Sesal



Tidak ada kisah paling tragis dari kepergian seseorang yang kita cintai. Bukan sementara, tapi selamanya.

Adalah kakekku,  yang memintaku –cucu pertamanya- pulang ke kampung satu bulan sebelum ia benar-benar pergi. Memintaku untuk membawakan (hanya) satu pot bunga Aglaonema bermotif bintik-bintik merah dari Yogyakarta. Memintaku menekan perutnya yang sakit karena penyakit komplikasi yang selama ini ia derita. Memintaku untuk bercerita tentang G 30 S PKI yang kutahu hanya lewat filmnya Arifin C Noer.

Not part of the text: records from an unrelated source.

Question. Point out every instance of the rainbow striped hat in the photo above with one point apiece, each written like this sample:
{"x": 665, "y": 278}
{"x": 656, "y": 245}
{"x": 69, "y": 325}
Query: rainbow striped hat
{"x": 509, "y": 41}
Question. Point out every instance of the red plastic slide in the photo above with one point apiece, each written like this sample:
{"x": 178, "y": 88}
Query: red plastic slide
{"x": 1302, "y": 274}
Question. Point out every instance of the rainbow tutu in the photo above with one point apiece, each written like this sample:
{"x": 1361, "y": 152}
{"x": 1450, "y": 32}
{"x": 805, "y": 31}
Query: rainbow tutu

Adalah kakekku,  guruku sejak kecil. Mengajari ku berhitung, belajar bahasa inggris lewat soundtrack-nya Titanic atau lagu-lagu lawas milik the beatles, mengaajariku nama ibu kota dari seluruh dunia agar aku bisa kesana suatu saat. Bahkan, passion ku dalam sastra adalah darinya. Setiap ia mengantarku ke taman kanak-kanak menggunakan sepeda, tak lupa ia bercerita tentang si kancil, abu nawas, atau cerita-cerita lucu ketika ia perang. 

Aku tau, Kai –sebutanku untuk nya- masih ingin tetap tinggal. Melihatku sukses, menikah, dan punya anak yang lucu-lucu. Ia punya harapan yang tinggi untuk terus bertahan melawan penyakitnya.
“Kalau kai sembuh, nanti kita bikin kebun lagi depan rumah,” katanya 3 hati sebelum kurasakan sendiri ia meradang lalu terbang melalui kapiler-kapiler tangan dan lehernya. 

Barangkali cinta tak selamnya bisa memiliki. Bahkan memiliki foto kami bersama. Sungguh, aku lupa minta foto berdua saat aku dewasa. Parahnya,  aku lupa berterima kasih dengan baik padanya, kenangan-kenangan masa kecil mungkin tak akan indah bila tanpa kehadirannya, yang dengan caranya masing-masing telah membuat kasih sayang Kai tak terlihat namun terasa hangat.

Mungkin, aku tidak tahu apakah hidupku selama  23 tahun ini telah membanggakannya atau tidak? Tidak tahu apakah aku pernah membuatnya bahagia, tidak tahu apakah aku pernah memberinya perhatian.

Aku membayangkan, apa yang kai lakukan disana? Sempitkah? Gelapkah? Sedih atau bahagia kah ia disana? Sambil memandangi foto terakhirnya dengan seragam  veteran berwarna kuning tua,  aku mentransendensi apa yang ku lihat dari bayangan kaca pada bingkai poto tersebut, dan menyadari bahwa kepemilikan pun tak lekang, bahwa terbebasnya kita dari rasa sakit adalah kedamaian sejati. Karena ku yakin, Kai telah damai disana.

***

"Apa kabar?" Aku rasa, itulah pertanyaan yang sesungguhnya, menggantung setiap pikiranku. Mengingat dan mendoakan nya di setiap momen yang sempurna. Ia, pengganti ayahku yang bahkan aku lupa di bagian mana aku pernah menanyakan kabarnya lewat telepon.Dan kini hanya menjadi menjadi sembilu penyesalan atas ketiadaan baktiku padanya.

Maka,kudedikasikan separuh cita-citaku untuk Almarhum. Lewat rezeki yang tanpa kusadari adalah permohonannya di setiap detik  kepada Tuhan.